A picture is worth a thousands words
Well, when it comes to new AI models to recognize what is in a photo it is definitely true.
Although a lot is about generative AI, we have also seen use cases where we use AI to recognize what is in a picture. You can imagine this can be useful in the following scenario’s:
- blind people that have a device with them to look around and experience the view in front of them but cannot see it;
- e-commerce art shops that generate automatic descriptions for the art they sell;
- a smart pet door that recognizes if a cat brings in little birds (we just had that again);
- a museum that has an app. to automatically describe art after taking a picture.
Some AI tools we discovered to generate descriptions of pictures
When I started my search for a tool I came across astica.
This company offers a few interesting demos and use cases.
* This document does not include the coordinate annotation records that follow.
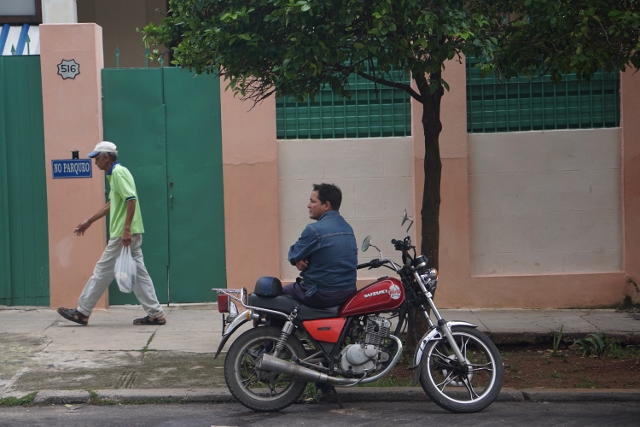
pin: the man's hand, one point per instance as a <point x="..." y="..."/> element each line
<point x="126" y="237"/>
<point x="81" y="228"/>
<point x="302" y="265"/>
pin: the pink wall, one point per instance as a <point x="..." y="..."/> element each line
<point x="72" y="110"/>
<point x="630" y="105"/>
<point x="250" y="169"/>
<point x="457" y="287"/>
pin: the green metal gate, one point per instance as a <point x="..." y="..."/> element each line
<point x="166" y="124"/>
<point x="24" y="234"/>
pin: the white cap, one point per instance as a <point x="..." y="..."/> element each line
<point x="104" y="147"/>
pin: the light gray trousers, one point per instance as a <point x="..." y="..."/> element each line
<point x="103" y="275"/>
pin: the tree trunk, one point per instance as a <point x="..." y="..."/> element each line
<point x="432" y="166"/>
<point x="431" y="96"/>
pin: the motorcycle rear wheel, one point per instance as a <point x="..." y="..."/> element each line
<point x="455" y="387"/>
<point x="256" y="389"/>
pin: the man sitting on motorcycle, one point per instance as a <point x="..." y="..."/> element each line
<point x="326" y="254"/>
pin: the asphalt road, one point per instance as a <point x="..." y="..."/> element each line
<point x="352" y="415"/>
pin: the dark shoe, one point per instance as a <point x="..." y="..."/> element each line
<point x="147" y="320"/>
<point x="73" y="315"/>
<point x="324" y="388"/>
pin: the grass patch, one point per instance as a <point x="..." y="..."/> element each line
<point x="19" y="401"/>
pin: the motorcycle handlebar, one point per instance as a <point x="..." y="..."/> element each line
<point x="374" y="263"/>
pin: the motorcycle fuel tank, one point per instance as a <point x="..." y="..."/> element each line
<point x="384" y="294"/>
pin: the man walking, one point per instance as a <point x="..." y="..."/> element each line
<point x="125" y="229"/>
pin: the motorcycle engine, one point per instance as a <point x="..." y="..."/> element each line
<point x="367" y="356"/>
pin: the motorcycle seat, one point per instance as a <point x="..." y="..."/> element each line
<point x="285" y="303"/>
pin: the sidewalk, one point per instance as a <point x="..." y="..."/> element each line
<point x="42" y="352"/>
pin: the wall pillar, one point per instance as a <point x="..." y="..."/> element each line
<point x="72" y="110"/>
<point x="630" y="109"/>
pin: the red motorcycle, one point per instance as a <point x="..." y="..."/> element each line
<point x="267" y="367"/>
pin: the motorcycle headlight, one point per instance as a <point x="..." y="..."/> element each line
<point x="431" y="274"/>
<point x="420" y="262"/>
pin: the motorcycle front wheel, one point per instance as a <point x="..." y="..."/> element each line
<point x="470" y="386"/>
<point x="256" y="389"/>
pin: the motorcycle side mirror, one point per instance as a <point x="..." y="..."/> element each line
<point x="405" y="218"/>
<point x="366" y="243"/>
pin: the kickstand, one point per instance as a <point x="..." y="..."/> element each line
<point x="335" y="392"/>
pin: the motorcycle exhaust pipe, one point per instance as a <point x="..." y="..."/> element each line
<point x="270" y="363"/>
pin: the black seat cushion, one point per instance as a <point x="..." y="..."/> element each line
<point x="286" y="304"/>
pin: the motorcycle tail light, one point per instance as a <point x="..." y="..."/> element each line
<point x="223" y="303"/>
<point x="420" y="262"/>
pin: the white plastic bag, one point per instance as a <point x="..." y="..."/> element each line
<point x="125" y="270"/>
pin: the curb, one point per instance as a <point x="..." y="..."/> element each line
<point x="362" y="394"/>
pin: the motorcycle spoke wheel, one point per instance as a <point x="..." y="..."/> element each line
<point x="258" y="389"/>
<point x="469" y="386"/>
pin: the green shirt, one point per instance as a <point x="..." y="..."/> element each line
<point x="123" y="189"/>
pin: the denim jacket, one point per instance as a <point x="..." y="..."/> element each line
<point x="330" y="248"/>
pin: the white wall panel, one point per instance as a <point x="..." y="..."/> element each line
<point x="545" y="202"/>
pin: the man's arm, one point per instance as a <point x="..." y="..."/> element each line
<point x="126" y="233"/>
<point x="82" y="227"/>
<point x="300" y="251"/>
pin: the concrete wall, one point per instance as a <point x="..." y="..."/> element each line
<point x="376" y="179"/>
<point x="267" y="185"/>
<point x="545" y="202"/>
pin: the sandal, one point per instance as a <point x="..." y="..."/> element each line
<point x="148" y="320"/>
<point x="73" y="315"/>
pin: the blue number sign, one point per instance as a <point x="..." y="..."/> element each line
<point x="80" y="168"/>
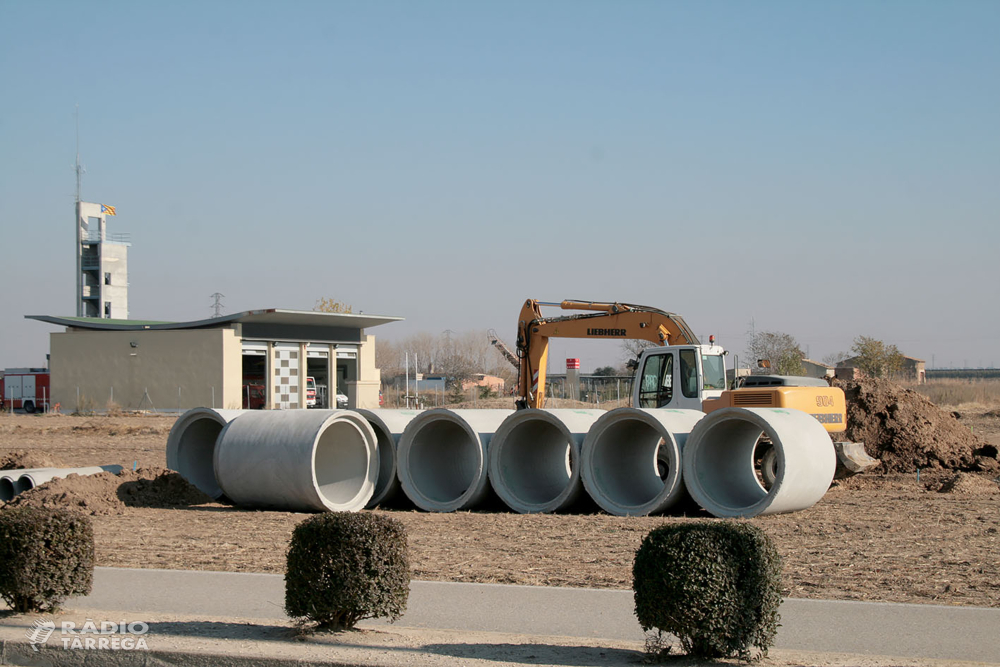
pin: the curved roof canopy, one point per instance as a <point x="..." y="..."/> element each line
<point x="269" y="316"/>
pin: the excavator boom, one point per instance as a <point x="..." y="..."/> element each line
<point x="608" y="320"/>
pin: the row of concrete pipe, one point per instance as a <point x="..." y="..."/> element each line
<point x="629" y="462"/>
<point x="15" y="482"/>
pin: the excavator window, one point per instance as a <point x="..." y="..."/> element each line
<point x="657" y="388"/>
<point x="689" y="373"/>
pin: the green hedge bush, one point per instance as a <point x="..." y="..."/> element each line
<point x="715" y="585"/>
<point x="46" y="556"/>
<point x="344" y="567"/>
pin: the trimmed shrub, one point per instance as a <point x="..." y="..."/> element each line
<point x="344" y="567"/>
<point x="46" y="556"/>
<point x="715" y="585"/>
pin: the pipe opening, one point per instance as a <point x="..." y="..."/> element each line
<point x="625" y="463"/>
<point x="724" y="462"/>
<point x="340" y="461"/>
<point x="386" y="458"/>
<point x="195" y="452"/>
<point x="444" y="461"/>
<point x="23" y="483"/>
<point x="536" y="462"/>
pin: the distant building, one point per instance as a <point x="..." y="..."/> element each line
<point x="101" y="265"/>
<point x="257" y="358"/>
<point x="816" y="369"/>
What I like is that you can combine a few API’s to recognize the picture and then create speech too. But this can also be done with other tools.
They have different solutions for generating descriptions and it seems their GPT-S model is the one that generates longer versions of descriptions. However, is has one drawback. It is slow!
Another one I cam across is Jina.ai’s SceneXplain. This is a visual storytelling api and tool.
It works in a similar way to astica. You can feed it a picture and it starts describing what’s in there.
As with all the tools there are two important things:
- the application is key, how can people use all this great technology
The second point is important, AI is pretty pricy in the end when do a lof of interactions. There are some samples that for example Auto-GPT tasks go haywire and get stuck into loops consuming AI credits. Not something you want.